Blanckaert sees the country as more of a key source of inspiration for Hermès than a market to sell its products. Even with the slower approach, “Hermès will succeed because it will remain Hermès,” he predicted.

Hermès has seven shops in Hong Kong and three in mainland China. It has a shop in the Peninsula Palace in Beijing as well as in the airports of Shanghai and Beijing, according to its Web site.

Francis Gouten, regional chief executive of Richemont Asia Pacific, said the Swiss group’s 15 brands have been in the Far East for 30-plus years. Currently, 12 of its brands are distributed in China with three others — Chloé, Van Cleef & Arpels and A. Lange & Sohne — joining soon. Its other brands include Cartier, Montblanc, Dunhill and Shanghai Tang.

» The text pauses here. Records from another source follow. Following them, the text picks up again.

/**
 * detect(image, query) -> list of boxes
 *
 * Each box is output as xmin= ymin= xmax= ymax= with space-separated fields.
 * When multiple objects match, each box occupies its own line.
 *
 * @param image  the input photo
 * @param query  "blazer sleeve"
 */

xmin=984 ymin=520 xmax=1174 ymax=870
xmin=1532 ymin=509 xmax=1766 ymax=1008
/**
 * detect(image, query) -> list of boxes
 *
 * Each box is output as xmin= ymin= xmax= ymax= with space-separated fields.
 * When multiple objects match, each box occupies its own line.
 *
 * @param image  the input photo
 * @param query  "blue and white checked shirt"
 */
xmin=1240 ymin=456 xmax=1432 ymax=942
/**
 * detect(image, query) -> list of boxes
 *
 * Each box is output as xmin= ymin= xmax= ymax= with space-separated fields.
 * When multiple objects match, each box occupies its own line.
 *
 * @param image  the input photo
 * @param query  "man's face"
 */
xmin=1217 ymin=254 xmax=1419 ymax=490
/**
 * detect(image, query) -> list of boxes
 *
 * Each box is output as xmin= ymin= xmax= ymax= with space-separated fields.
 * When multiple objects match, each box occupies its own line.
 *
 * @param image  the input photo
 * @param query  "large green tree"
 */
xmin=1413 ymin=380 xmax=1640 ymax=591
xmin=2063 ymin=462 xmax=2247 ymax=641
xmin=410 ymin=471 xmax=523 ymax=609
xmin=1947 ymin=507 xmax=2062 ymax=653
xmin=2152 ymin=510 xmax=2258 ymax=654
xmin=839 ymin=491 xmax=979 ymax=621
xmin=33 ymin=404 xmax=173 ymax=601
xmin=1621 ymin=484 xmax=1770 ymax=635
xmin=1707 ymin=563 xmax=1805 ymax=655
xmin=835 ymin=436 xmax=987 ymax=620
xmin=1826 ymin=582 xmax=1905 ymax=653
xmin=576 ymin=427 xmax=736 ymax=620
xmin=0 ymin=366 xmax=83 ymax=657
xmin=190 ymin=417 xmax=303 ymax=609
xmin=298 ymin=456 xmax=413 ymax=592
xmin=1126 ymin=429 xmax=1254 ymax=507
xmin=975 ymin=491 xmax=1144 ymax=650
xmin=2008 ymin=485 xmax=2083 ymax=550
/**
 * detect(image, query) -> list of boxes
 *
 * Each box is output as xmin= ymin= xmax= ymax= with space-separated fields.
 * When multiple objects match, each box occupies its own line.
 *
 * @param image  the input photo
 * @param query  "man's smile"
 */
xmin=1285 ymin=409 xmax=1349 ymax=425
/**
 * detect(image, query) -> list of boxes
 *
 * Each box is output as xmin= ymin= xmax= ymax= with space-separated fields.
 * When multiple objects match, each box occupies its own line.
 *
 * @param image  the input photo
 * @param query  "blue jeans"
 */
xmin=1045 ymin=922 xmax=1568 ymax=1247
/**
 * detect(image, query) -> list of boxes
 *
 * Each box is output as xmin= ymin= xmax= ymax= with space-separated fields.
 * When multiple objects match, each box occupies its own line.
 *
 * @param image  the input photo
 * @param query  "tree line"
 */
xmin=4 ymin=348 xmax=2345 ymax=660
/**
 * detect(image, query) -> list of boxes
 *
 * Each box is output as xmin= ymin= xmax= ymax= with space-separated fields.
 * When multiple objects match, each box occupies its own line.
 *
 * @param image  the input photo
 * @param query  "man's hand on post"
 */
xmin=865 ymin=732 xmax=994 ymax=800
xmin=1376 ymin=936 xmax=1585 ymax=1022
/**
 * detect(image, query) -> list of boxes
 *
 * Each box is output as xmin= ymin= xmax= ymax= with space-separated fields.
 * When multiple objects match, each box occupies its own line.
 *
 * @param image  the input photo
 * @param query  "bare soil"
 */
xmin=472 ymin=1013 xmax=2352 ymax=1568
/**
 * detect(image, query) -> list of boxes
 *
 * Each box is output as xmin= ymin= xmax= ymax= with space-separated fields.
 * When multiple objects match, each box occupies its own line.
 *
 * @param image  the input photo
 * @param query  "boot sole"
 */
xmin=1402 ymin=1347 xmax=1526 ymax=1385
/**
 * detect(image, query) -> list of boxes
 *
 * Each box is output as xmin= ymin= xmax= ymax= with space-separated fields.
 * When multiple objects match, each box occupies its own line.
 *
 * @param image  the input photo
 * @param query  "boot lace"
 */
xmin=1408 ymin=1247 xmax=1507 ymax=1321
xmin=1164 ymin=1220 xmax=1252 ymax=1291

For its business in the Far East, all markets have hit double-digit growth, with sales in the Asia-Pacific region alone rising to 360 million euros, or $479.5 million at current exchange, for the first six months ended Sept. 30.

The group’s advantage is having management and staff of the brands present in the market for many years, which brings knowledge and better management of the local situation, said Gouten. Richemont is focusing on developing its presence in the central cities of China.